Elle révèle au monde le vrai visage de ceux qui ont transformé notre pays en
propriété privée, faisant main basse sur ses richesses et cherchant à briser
tous les ressorts de notre société.
Ton
exécution, comme celle de Abbane Ramdane, Khider, Krim Belkacem , Mohamed
Boudiaf, M'barek Mahiou, Lounès Matoub,
pour ne citer qu'eux, a été le révélateur de la nature et des pratiques
d'un régime qui tue quand il a peur. D'un régime qui a privé le peuple algérien
de son droit à l'autodétermination en éradiquant ses libertés d'expression,
d'organisation et de participation.
Ton
assassinat a été prémonitoire de cet octobre 88 qui généra tant d'espoir mais
qui fut aussi un octobre noir, comme l’anniversaire du Printemps 80 fut un
printemps noir.
Ta
mort a été annonciatrice de ce que notre pays connaît aujourd'hui sans devoir
jamais sortir de cet engrenage tragique : on cible d'abord un homme gênant,
trop gênant, toi, Ali. Un peuple tout entier devient ensuite un « ennemi »
qu’il faut soumettre coûte que coûte.
La
communauté internationale et la France n'ont rien dit quand tu a été abattu.

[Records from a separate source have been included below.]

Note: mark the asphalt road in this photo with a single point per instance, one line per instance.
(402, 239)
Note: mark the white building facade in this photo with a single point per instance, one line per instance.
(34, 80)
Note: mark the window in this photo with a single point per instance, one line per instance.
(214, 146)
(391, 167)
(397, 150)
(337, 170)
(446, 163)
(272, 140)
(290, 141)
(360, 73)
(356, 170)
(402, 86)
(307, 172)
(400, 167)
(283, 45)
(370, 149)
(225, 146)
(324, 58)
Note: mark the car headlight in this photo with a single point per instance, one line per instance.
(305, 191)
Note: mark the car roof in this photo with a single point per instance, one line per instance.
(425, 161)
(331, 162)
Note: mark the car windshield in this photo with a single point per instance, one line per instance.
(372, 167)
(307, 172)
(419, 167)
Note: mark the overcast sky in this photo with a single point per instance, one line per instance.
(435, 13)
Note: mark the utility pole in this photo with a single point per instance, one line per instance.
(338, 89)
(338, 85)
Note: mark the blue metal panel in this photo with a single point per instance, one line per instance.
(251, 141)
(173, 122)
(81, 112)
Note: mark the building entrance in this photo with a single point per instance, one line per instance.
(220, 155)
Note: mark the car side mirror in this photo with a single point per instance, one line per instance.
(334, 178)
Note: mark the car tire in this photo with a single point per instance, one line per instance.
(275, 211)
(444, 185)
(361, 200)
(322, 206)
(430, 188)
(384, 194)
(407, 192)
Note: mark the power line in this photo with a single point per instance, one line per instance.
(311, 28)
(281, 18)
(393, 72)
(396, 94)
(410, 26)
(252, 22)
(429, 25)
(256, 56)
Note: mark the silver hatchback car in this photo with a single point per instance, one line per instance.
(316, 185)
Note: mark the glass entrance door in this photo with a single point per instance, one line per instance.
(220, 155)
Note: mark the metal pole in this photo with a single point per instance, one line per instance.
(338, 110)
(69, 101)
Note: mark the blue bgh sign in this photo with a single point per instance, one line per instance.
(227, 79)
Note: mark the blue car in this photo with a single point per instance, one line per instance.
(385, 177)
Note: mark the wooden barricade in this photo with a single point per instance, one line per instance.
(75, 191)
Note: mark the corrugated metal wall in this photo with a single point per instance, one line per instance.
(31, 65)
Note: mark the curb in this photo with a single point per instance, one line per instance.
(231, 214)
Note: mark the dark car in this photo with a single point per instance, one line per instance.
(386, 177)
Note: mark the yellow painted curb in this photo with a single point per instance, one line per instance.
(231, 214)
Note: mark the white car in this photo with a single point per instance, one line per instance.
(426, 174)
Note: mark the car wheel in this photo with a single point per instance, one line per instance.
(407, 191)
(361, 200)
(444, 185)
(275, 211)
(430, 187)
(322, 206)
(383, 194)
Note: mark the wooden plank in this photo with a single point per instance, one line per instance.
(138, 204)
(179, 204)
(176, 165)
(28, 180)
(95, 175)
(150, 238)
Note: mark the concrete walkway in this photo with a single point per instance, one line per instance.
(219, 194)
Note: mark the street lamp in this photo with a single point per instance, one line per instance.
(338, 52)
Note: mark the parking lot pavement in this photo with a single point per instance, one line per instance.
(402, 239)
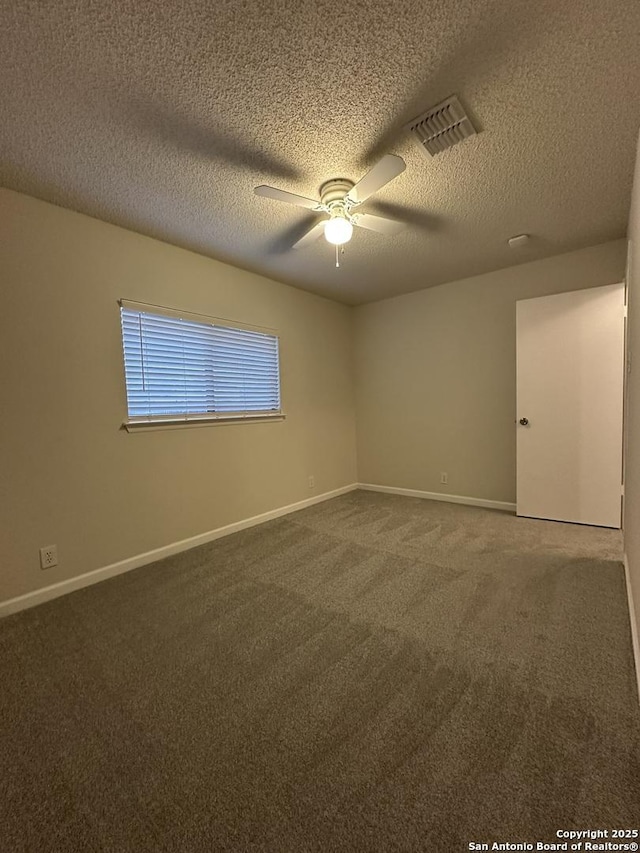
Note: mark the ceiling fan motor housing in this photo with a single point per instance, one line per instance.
(335, 191)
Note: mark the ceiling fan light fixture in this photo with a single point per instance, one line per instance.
(338, 230)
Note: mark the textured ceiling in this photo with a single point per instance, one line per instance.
(162, 117)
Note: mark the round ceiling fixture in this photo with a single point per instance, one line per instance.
(338, 230)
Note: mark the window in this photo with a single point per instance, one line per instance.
(186, 367)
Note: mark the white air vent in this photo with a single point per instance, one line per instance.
(442, 126)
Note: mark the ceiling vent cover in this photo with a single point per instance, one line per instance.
(442, 126)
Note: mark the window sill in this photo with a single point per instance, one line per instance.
(180, 423)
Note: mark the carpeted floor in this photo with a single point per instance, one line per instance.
(375, 673)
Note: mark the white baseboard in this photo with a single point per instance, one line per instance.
(438, 496)
(39, 596)
(634, 615)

Elles se taisent aujourd'hui sur ce qu'il faut bien appeler des « crimes contre
l'humanité ».
Et
ce silence a valeur d’impunité, c’est à dire d’encouragement.
Pourtant,
les généraux ne gagneront pas la guerre qu'ils mènent contre notre peuple. Aujourd'hui,
les Algériens, de Tizi Ouzou à Kenchela, d'Alger à Annaba, de Chlef à Bejaïa et
Sétif, de Batna et Tebessa en descendant jusqu'à Illizi, n’ont plus peur.
Ils
retrouvent peu à peu cette combattivité qui leur a permis d'arracher, hier,
leur indépendance.
Tu
as été, Ali, un visionnaire. Tes textes
sont là pour rappeler que tu avais prévu les conséquences du pouvoir absolu et
de l'impunité. Comment oublier que tu avais poussé la porte de mon bureau à
l’Assemblée, précisemment pour me « mettre en garde » contre ce que
tu appelais « le monstre qui va dévorer notre pays » après l’avoir
approché de près au cours de ton passage au Malg ? C’est ce monstre qui t’a
rattrapé.
Ton
intelligence, ta lucidité et ta loyauté manquent à la révolte qui gronde dans
notre pays. Tu manques à la direction de notre parti.
Tu
manques à ces adolescents magnifiques que sont devenus Léa et Yalane grâce à
l’amour, à l’intelligence et à l’attention de chaque minute qu’Annie, ta femme,
« notre » Annie si précieuse, a su, seule, leur donner pour qu’ils
aient la force de vivre sans toi. Mais avec toi.
Tu
me manques, à moi, terriblement.
Mais
tu restes un exemple pour notre jeunesse à qui il appartient aujourd'hui de
concrétiser enfin les promesses du 1er novembre : en finir avec l'exclusion et
l'injustice. Un exemple pour toutes celles et tous ceux qui, jamais, ne
baisseront les bras.
C’est
pour cela que nous sommes tous avec toi aujourd’hui.